Social Goals Are Front and Back End Heavy

Kickstarter’s early beta tests mirror what Baio saw at Upcoming when it comes to distribution of social input. It tends to come in the most at the very beginning and at the very end. At first, project initiators are enthusiastic and do a lot of promotion. Then, if they later get close to their goals then they do a final push to promote their project. That’s especially true with Kickstarter, where 90% of a fund raising goal is as good as nothing at all – users will lose all the support they’ve gained unless they put out another push to pass 100%

Baio says that he’s looked at the numbers and found that the two biggest factors in project success at Kickstarter appear to be offering rewards if the goal is met and sending out regular updates to supporters of a project.

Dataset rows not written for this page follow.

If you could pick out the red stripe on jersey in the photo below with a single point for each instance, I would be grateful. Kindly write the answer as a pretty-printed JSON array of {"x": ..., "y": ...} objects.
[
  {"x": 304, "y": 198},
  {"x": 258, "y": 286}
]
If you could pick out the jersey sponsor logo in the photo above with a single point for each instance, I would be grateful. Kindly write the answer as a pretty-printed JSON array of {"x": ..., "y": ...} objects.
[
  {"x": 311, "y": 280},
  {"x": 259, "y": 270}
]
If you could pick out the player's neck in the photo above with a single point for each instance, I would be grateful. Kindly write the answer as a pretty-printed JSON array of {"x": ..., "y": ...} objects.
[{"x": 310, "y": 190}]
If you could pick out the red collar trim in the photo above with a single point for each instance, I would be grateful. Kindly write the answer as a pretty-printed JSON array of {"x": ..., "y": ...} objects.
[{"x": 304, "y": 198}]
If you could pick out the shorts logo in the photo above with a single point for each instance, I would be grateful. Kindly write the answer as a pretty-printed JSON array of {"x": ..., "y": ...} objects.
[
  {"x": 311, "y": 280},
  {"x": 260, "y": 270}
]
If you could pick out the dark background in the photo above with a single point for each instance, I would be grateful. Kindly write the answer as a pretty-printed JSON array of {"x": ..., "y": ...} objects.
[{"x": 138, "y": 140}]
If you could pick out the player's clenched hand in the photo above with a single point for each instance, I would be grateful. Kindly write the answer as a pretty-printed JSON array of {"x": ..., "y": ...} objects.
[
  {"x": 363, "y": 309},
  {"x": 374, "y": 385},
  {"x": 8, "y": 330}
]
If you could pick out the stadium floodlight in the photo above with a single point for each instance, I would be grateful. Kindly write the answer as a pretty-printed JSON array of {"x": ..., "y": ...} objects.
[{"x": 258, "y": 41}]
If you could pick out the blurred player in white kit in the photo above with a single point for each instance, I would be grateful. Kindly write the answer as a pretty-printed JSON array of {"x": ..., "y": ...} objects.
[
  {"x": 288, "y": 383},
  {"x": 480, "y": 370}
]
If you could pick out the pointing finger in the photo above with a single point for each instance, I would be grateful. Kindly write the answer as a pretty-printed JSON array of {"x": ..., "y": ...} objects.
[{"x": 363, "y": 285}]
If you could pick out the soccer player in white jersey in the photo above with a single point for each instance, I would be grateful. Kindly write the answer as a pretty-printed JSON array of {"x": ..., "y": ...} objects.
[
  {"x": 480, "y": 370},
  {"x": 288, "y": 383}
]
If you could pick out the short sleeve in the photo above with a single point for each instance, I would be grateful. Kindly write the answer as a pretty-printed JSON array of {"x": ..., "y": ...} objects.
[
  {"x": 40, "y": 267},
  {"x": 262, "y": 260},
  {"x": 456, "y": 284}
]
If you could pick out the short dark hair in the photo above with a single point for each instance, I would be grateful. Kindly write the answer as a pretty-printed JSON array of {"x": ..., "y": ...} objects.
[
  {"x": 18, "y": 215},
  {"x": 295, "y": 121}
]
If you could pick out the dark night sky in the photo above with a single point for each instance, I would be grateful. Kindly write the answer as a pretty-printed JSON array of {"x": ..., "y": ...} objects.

The Kickstarter crew isn’t creating content themselves, they are creating software for other people to create content. “One thing I found out over the last year,” Baio told us, “is that writing doesn’t scale. When you code, it takes on a life of its own. I ignored Upcoming for a year after my son was born and it kept growing. I did not write a line of code in a year and it got more popular.”

That too seems intuitive, but building software in a way that makes it easy to offer rewards, prompts people to send out regular updates and helps them create good content for themselves on your site could be the difference between a good idea and a successful one. That’s true for both the particular projects on Kickstarter and the site itself.

Games Are Good – But Make Sure Users’ Goals Align With the Site’s

Baio is a big fan of games. He likes iPhone games (his favorites include ZenBound, Eliss and Edge), he likes retro 8-bit style games and he likes the prospect of bringing game-like elements into non-gaming environments.

As a part of that thinking, Baio believes it’s important to make sure that users’ interests on a site align with the interests of the site itself. On Kickstarter, “success depends,” he says, “on your ability to promote your work.” And thus to promote the site as well.

The risk here is that a game-like system of rewards can change the way people behave in ways that aren’t helpful. “Yahoo Answers, for example,” Andy says, “got the point system totally wrong. They tuned it for traffic instead of for quality. People get points for offering any answer at all to questions, so you’ve got all these people just entering one word answers to loads of questions so they can climb the leader board.”

Successful examples? Baio pointed to the UK Guardian’s MP Expenses experiment, where readers are crowdsourcing analysis of hundreds of thousands of expense reports filed by members of Parliament and finding some pretty funny claims. That’s similar to the Sunlight Foundation’s Transparency Corps. (Check out that project’s latest – a crowdsourced national directory of state-level elected officials on Twitter – cool!)

In systems like that, and especially in Baio’s much-studied favorite Mechanical Turk, users “have full control over their choice of tasks. They turn work into a little bit of play.”

Build to existing social connections, maintain engagement during the quiet spells in the middle of goal pursuit and make it like a game – but be careful how people play. That’s some of Andy Baio’s advice. You can begin to see it in action at Kickstarter.com. That site’s full functionality will open to the public at the end of August.